About MBA

Molecular Basis of Adaptation is a new lab in the Veterinary School of the Universidad Complutense. We belong to both the Animal Health Department and VISAVET research center. We are located in the Vet school, within the Campus of Moncloa.




We are interested on integrons, bacterial genetic platforms streamlined to confer bacteria with new adaptive functions. Integrons are extremely interesting genetic devices for many reasons. Most people know them because they have played a major role in the rise of multidrug resistance in Gram negative bacteria, and they are currently a major threat to modern medicine.

But integrons are much more than just a major threat...

Integrons have driven bacterial evolution for aeons! The myriad of functions encoded in cassettes has been poorly explored and remains mostly unknown outside antimicrobial resistance. Cassettes hold many secrets of bacterial physiology and ecology, as well as an immense biotechnological potential that we want to unveil.

Integron functions need to be explored, not only to reveal fascinating aspects of bacterial life, but also because integrons have already proven to be capable of counteracting our best attempt to get rid of bacterial infections: antibiotics. For this, they first needed to find their way into clinical strains, which they did through transposons and conjugative plasmids. Whatever the solution for the current antimicrobial resistance crisis might be, now that integrons are already established on mobile platforms, circulating among many bacterial species and gathering cassettes from their genomes, they might bring the bacterial counterattack at an unprecedented pace. 

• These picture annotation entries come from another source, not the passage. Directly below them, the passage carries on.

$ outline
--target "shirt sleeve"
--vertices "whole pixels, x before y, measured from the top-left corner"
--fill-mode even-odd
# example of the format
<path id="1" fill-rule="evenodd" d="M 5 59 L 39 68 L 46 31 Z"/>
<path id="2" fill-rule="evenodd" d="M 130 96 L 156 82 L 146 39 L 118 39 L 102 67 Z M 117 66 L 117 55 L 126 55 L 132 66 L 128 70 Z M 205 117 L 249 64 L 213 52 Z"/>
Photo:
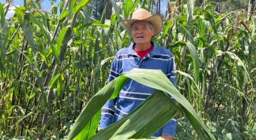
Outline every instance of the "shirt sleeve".
<path id="1" fill-rule="evenodd" d="M 176 86 L 175 83 L 175 75 L 174 75 L 174 57 L 171 55 L 170 58 L 168 60 L 167 64 L 167 78 L 169 79 L 171 83 Z M 174 102 L 174 104 L 177 104 L 177 101 L 172 97 L 172 101 Z M 171 119 L 169 122 L 162 127 L 162 135 L 167 134 L 172 137 L 174 137 L 175 135 L 175 130 L 176 130 L 176 120 Z"/>
<path id="2" fill-rule="evenodd" d="M 108 76 L 108 82 L 111 82 L 120 75 L 120 74 L 118 73 L 117 61 L 116 57 L 115 57 L 112 62 L 110 71 Z M 98 128 L 98 130 L 101 130 L 107 127 L 113 122 L 113 118 L 115 111 L 115 104 L 117 100 L 117 98 L 109 99 L 102 107 L 100 124 Z"/>

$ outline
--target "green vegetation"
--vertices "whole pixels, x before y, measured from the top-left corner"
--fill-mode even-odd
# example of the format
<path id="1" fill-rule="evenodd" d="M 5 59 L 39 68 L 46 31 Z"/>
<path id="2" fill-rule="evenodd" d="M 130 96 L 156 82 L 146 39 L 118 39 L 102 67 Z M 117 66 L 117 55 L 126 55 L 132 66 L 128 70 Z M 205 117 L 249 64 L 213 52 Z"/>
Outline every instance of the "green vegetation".
<path id="1" fill-rule="evenodd" d="M 120 20 L 129 18 L 137 6 L 155 11 L 158 4 L 69 0 L 52 5 L 46 12 L 39 1 L 24 1 L 19 7 L 0 4 L 0 139 L 67 138 L 77 126 L 75 120 L 80 113 L 93 115 L 82 111 L 88 108 L 96 117 L 87 120 L 96 126 L 98 110 L 82 108 L 107 85 L 115 52 L 132 42 Z M 219 12 L 209 1 L 199 7 L 194 0 L 170 2 L 163 29 L 153 40 L 172 52 L 177 89 L 216 139 L 256 139 L 255 1 L 250 0 L 246 9 L 229 13 Z M 6 19 L 13 6 L 15 15 Z M 166 92 L 152 97 L 175 94 Z M 147 101 L 155 102 L 152 97 Z M 188 108 L 181 105 L 178 112 L 184 113 L 175 116 L 176 139 L 210 135 L 198 133 L 202 130 L 193 123 L 200 121 L 191 122 L 184 111 Z M 202 132 L 207 132 L 203 127 Z M 91 127 L 90 136 L 95 129 Z M 115 132 L 110 129 L 116 127 L 105 131 Z M 134 137 L 127 138 L 141 138 L 137 136 L 142 131 L 136 130 Z"/>

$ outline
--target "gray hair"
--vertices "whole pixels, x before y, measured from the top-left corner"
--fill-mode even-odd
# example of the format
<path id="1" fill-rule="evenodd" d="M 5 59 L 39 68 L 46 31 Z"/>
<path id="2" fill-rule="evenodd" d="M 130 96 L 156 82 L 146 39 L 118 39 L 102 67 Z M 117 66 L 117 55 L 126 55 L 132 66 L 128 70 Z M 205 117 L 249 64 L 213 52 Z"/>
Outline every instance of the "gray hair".
<path id="1" fill-rule="evenodd" d="M 155 30 L 155 27 L 154 27 L 154 25 L 151 22 L 148 22 L 148 21 L 147 21 L 148 22 L 148 27 L 149 27 L 149 29 L 151 29 L 151 30 Z M 131 28 L 131 31 L 132 31 L 132 27 L 133 27 L 133 26 L 134 26 L 134 22 L 132 22 L 132 28 Z"/>

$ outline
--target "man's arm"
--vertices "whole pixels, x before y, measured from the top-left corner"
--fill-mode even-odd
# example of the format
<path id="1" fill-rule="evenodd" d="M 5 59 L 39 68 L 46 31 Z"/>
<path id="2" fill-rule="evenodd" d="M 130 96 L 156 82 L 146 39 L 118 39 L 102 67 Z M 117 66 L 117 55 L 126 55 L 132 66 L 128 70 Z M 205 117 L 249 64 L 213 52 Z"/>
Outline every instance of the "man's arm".
<path id="1" fill-rule="evenodd" d="M 174 59 L 172 55 L 170 55 L 170 58 L 168 60 L 167 64 L 167 76 L 171 81 L 171 83 L 176 86 L 175 83 L 175 75 L 174 75 Z M 177 104 L 177 102 L 174 99 L 171 99 L 172 102 Z M 171 119 L 169 122 L 162 127 L 162 137 L 165 139 L 172 139 L 175 135 L 175 129 L 176 129 L 176 120 Z M 171 139 L 172 138 L 172 139 Z"/>
<path id="2" fill-rule="evenodd" d="M 115 57 L 111 65 L 110 71 L 108 76 L 108 82 L 111 82 L 120 74 L 118 73 L 117 61 Z M 109 99 L 101 108 L 101 115 L 98 130 L 101 130 L 113 122 L 115 108 L 115 104 L 117 98 Z"/>

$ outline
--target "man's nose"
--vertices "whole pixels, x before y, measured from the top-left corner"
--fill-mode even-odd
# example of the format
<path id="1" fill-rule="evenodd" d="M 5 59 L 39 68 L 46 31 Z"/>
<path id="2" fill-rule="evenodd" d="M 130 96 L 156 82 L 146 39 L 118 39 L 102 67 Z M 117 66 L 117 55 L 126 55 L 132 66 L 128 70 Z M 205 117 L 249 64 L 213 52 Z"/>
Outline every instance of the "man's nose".
<path id="1" fill-rule="evenodd" d="M 137 33 L 142 33 L 143 32 L 143 29 L 137 29 Z"/>

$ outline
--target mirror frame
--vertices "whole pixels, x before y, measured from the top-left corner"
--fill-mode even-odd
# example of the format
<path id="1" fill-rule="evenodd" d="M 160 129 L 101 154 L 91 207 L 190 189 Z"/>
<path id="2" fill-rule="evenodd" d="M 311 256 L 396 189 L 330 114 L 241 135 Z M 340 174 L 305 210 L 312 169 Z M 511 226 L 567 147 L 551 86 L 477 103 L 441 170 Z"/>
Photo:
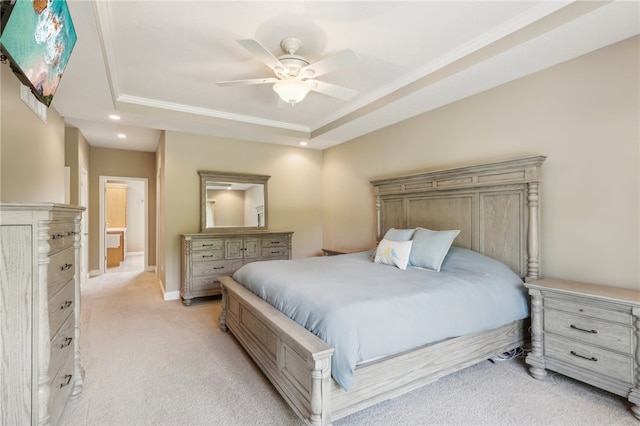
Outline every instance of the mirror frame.
<path id="1" fill-rule="evenodd" d="M 238 231 L 266 231 L 269 229 L 268 215 L 268 198 L 267 198 L 267 181 L 271 176 L 266 175 L 250 175 L 246 173 L 218 172 L 210 170 L 198 170 L 200 175 L 200 232 L 238 232 Z M 207 202 L 207 182 L 237 182 L 237 183 L 255 183 L 263 185 L 264 192 L 264 226 L 220 226 L 207 228 L 206 223 L 206 202 Z"/>

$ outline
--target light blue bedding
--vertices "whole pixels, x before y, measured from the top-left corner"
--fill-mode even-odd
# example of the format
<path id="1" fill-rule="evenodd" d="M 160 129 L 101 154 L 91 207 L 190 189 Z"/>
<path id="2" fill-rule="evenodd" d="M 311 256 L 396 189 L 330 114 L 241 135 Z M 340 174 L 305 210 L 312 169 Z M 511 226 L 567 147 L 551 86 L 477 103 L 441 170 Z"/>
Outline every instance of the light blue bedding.
<path id="1" fill-rule="evenodd" d="M 333 346 L 346 390 L 359 363 L 529 316 L 522 280 L 480 253 L 452 247 L 440 272 L 370 254 L 249 263 L 233 278 Z"/>

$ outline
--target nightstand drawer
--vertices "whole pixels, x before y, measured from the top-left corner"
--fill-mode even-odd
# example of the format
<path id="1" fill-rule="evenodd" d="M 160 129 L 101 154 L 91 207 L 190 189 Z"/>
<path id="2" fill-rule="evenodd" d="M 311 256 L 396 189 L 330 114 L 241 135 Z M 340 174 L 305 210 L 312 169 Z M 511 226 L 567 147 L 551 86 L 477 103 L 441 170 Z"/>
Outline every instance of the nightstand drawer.
<path id="1" fill-rule="evenodd" d="M 545 309 L 544 330 L 631 355 L 633 330 L 595 318 Z"/>
<path id="2" fill-rule="evenodd" d="M 633 383 L 629 382 L 633 377 L 632 357 L 546 333 L 544 355 L 633 386 Z"/>
<path id="3" fill-rule="evenodd" d="M 570 312 L 574 314 L 580 314 L 584 316 L 599 318 L 599 319 L 603 319 L 611 322 L 619 322 L 620 324 L 626 324 L 626 325 L 632 324 L 629 307 L 626 307 L 626 311 L 628 312 L 624 312 L 624 311 L 621 312 L 621 311 L 616 311 L 614 309 L 597 308 L 595 306 L 586 305 L 579 302 L 554 299 L 551 297 L 548 297 L 544 300 L 544 307 L 553 308 L 553 309 Z M 616 306 L 614 304 L 611 304 L 611 307 L 612 308 L 618 307 L 618 309 L 620 310 L 624 309 L 623 307 Z"/>

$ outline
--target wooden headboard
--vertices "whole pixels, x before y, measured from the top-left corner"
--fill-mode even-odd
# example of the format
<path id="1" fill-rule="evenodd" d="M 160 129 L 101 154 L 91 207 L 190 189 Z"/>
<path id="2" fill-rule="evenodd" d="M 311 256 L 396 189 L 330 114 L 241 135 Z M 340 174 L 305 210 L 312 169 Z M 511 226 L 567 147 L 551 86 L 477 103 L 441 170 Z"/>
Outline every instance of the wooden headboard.
<path id="1" fill-rule="evenodd" d="M 389 228 L 459 229 L 454 246 L 540 278 L 540 167 L 532 156 L 372 181 L 377 237 Z"/>

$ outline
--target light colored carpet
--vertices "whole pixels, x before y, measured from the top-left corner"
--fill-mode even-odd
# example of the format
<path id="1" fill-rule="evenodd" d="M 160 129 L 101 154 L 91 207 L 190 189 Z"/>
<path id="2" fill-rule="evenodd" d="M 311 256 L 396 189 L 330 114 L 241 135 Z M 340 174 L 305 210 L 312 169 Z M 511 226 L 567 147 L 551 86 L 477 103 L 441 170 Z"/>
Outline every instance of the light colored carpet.
<path id="1" fill-rule="evenodd" d="M 134 268 L 135 269 L 135 268 Z M 128 270 L 125 268 L 125 270 Z M 82 294 L 84 391 L 63 425 L 298 425 L 233 336 L 220 301 L 163 301 L 151 272 L 95 277 Z M 483 362 L 336 425 L 638 425 L 624 398 L 521 358 Z"/>

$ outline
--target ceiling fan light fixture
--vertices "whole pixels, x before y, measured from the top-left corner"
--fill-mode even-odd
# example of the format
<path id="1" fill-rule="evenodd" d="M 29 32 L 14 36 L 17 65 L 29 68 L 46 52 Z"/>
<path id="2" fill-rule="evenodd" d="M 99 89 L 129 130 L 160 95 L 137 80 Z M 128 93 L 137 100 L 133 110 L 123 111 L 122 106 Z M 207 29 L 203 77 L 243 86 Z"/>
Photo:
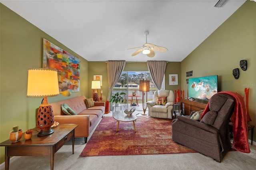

Integrons are also unique recombination systems, that have evolved from classical tyrosine recombinase systems through an evolutionary innovation phenomenon. This process must have been very smooth, since integrases conserve both the ancestral and modern functions. How this has happened is fascinating from an evolutionary point of view. Classical examples of innovation are the evolution of eyes, of flowers or of flight. Hence, integrons could be a simple genetic systems to study evolutionary innovation at themolecular level. In MBA we are exploring the structural and functional basis of innovation in integrases.

And yes, they are extremely important from a clinical perspective. We are currently developing a biotechnological tool to use integrons as a diganostic tool. The aim is to be able to assess in a quick and extremely cheap manner, the antibiotic resistance load of a DNA sample.